# Spearfishing on the "O" 3/26/12



## jamesw21 (Feb 26, 2011)

Had a great day on the water. Vis was around 30-40ft. The AJ put up one hell of a fight. 20 lbs. I can't imagine shooting a very large one. Maybe Clay can put up some video later of the fight... he was up above me laughing his ass off I'm sure.


----------



## fishn4fun (May 11, 2008)

Awesome.
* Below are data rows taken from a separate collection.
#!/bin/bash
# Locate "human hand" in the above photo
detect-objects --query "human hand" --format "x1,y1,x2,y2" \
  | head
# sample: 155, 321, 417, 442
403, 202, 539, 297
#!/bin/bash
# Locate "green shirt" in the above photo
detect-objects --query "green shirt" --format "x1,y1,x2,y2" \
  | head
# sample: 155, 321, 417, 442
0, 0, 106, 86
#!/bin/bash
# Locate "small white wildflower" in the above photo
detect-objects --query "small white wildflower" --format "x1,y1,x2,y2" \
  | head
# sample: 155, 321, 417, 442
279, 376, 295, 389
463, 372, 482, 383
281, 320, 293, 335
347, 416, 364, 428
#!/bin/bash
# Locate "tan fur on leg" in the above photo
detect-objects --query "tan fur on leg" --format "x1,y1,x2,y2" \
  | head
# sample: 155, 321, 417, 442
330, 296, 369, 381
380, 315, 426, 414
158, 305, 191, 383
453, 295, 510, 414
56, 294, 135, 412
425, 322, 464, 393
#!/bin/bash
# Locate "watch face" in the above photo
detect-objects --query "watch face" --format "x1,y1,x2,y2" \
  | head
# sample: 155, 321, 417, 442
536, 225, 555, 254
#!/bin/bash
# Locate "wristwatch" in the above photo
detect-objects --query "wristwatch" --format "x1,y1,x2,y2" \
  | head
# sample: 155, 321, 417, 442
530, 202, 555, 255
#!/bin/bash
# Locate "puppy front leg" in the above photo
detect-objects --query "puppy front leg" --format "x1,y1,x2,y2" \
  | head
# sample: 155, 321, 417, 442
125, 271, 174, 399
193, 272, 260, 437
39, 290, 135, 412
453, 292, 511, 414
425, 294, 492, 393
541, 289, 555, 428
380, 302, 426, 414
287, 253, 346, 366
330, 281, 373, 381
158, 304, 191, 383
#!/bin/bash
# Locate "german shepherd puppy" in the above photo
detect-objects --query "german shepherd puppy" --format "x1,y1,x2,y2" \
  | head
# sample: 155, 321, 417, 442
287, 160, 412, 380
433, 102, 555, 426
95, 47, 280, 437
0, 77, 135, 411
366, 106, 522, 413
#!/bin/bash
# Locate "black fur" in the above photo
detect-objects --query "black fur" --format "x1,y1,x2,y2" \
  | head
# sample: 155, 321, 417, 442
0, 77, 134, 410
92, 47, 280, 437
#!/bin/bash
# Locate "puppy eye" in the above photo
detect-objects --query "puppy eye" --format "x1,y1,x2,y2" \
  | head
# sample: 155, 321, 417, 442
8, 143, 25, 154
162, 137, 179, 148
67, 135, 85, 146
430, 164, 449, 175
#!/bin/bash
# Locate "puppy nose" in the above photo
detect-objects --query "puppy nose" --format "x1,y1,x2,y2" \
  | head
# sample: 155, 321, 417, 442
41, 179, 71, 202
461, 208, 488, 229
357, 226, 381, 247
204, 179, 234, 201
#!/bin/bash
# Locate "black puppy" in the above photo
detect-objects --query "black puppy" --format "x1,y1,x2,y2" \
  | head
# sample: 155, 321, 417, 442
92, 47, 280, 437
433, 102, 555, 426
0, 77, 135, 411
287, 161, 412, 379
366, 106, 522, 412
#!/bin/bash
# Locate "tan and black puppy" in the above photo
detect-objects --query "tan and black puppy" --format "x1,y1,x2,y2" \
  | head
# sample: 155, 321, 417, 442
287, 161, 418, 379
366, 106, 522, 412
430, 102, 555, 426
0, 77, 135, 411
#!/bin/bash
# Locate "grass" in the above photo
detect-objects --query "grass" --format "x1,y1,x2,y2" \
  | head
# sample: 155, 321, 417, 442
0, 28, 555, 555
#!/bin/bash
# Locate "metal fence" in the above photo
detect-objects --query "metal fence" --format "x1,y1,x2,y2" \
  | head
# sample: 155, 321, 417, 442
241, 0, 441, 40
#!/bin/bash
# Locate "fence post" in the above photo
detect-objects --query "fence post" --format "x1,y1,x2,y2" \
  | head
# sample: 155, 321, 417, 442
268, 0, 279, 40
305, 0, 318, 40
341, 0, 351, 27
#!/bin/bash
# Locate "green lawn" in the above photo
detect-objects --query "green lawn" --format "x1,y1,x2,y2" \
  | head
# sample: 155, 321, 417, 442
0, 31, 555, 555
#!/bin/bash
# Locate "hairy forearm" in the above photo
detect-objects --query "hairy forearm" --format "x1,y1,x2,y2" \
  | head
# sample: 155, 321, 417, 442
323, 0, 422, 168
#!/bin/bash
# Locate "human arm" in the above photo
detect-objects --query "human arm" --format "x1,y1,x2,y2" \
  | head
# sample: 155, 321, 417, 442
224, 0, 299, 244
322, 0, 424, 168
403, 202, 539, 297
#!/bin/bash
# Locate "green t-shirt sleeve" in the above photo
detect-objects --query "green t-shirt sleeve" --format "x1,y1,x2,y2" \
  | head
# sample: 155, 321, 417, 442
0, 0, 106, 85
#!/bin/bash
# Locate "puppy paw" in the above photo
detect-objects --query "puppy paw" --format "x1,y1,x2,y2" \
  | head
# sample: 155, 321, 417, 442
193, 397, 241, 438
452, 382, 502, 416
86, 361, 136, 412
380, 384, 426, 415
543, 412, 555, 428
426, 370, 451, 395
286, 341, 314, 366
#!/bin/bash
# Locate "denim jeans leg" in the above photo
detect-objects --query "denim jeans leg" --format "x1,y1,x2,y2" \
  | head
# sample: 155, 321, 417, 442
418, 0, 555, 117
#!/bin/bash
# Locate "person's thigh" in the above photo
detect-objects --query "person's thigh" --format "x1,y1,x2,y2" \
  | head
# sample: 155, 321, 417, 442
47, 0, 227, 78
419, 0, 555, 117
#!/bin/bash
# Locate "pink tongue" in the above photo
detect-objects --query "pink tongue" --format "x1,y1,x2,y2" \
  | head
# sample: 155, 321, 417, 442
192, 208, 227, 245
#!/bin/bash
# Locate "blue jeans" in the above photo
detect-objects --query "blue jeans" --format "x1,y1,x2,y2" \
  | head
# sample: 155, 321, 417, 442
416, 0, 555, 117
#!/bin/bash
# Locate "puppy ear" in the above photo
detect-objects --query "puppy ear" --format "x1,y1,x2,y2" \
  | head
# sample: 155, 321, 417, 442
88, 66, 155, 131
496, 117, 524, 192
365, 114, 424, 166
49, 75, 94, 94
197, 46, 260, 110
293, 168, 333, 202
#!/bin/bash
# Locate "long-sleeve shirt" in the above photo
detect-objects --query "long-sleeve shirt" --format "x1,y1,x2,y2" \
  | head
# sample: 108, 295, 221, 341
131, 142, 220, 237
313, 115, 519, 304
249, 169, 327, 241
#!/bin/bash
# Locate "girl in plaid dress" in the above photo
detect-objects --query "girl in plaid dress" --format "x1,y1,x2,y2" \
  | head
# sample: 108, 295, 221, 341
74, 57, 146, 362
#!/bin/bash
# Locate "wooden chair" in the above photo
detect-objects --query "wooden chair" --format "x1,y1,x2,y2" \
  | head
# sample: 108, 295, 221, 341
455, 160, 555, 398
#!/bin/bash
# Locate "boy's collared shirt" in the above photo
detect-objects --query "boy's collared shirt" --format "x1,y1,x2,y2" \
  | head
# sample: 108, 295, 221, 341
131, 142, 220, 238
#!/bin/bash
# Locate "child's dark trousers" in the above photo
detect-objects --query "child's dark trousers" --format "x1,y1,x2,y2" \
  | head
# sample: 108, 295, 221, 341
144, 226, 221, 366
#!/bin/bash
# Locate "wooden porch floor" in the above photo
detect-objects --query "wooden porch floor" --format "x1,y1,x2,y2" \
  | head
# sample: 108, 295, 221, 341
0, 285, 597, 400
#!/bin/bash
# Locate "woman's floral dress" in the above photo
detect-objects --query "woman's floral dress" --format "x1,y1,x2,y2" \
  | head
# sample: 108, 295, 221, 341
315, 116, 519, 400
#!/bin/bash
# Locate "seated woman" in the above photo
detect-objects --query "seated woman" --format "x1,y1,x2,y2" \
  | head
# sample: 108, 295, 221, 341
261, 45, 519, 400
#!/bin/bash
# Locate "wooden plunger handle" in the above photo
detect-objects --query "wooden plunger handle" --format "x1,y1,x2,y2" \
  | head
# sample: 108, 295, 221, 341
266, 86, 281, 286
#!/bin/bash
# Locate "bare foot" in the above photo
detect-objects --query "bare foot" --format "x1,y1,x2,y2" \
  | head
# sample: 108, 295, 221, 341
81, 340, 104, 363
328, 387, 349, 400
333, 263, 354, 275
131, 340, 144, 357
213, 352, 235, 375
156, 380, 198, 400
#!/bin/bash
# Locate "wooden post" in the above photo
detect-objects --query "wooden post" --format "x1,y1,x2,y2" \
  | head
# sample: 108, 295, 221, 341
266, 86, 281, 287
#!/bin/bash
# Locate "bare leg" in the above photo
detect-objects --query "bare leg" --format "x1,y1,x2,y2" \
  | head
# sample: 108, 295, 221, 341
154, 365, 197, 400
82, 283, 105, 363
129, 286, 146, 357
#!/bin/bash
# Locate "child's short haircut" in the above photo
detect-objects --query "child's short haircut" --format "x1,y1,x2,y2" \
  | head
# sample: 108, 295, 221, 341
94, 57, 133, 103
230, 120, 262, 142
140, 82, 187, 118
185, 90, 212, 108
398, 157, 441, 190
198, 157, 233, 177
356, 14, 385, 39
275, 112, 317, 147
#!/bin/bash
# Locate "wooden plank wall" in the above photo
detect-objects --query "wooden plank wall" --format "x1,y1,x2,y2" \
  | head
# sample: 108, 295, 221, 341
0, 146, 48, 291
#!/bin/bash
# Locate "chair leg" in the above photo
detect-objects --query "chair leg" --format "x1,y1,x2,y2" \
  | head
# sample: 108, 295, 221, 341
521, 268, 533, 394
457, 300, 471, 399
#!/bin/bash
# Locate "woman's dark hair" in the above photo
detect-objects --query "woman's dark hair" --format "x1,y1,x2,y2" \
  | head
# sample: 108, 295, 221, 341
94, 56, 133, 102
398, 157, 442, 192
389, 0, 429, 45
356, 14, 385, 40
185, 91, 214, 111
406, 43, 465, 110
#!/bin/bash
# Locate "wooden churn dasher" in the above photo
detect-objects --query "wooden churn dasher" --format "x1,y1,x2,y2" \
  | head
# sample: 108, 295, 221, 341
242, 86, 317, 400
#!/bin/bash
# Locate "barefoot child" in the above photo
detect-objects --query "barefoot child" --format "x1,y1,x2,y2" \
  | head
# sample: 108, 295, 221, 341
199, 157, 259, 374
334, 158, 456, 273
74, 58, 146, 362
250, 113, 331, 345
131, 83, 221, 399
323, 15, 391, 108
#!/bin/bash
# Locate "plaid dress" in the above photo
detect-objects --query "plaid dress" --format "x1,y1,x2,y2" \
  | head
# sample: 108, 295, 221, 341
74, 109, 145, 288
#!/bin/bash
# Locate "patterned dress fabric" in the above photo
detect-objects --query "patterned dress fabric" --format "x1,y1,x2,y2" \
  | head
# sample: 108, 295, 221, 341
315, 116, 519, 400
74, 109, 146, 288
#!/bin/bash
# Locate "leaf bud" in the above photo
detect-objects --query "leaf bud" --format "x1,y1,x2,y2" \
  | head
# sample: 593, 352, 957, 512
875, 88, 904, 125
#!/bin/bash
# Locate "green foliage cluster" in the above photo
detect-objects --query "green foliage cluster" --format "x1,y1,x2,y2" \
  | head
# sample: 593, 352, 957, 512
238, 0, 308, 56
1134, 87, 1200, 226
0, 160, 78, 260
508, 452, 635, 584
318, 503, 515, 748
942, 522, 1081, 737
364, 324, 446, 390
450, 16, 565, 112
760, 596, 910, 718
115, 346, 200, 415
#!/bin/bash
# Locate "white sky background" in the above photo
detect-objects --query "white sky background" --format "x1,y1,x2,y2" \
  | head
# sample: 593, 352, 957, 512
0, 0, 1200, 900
The water looks great


----------



## coolbluestreak (Jun 27, 2011)

Nice pair ya got there!


----------



## marmidor (Mar 15, 2008)

Hell yeah brotha!! Great report!!!


----------



## Clay-Doh (Oct 2, 2007)

You better believe I was laughin my ass off!! but I did get good footage. it will end up in the next movie. You handled it like a champ though.

Was a great crew and beautiful water. saltwater Dave and I didn't get any fish, but a day underwater is still agreat day. Water was so clear, had pods of spotted dolphin all around the boat. 
























Since the AJ's wanted nothing to do with me, I started lookin around at other stuff. Found some beautiful shells for jackie, I haven't ever seen these spiny shells this big.









Beautiful sunset on the Gulf as usual coming back in.


----------



## aquatic argobull (Mar 2, 2009)

Nice pictures and thanks for the report, gents.


----------



## Berry (Mar 8, 2011)

Damn nice looking water, looks like a sales brochure


----------



## Domtasc (Sep 18, 2009)

Awesome pics Clay-Doh. What kinda camera do you have?


----------



## Clay-Doh (Oct 2, 2007)

Those pics were taken with my girlfriends Nikon CoolPix. Just a plane ole camera!


----------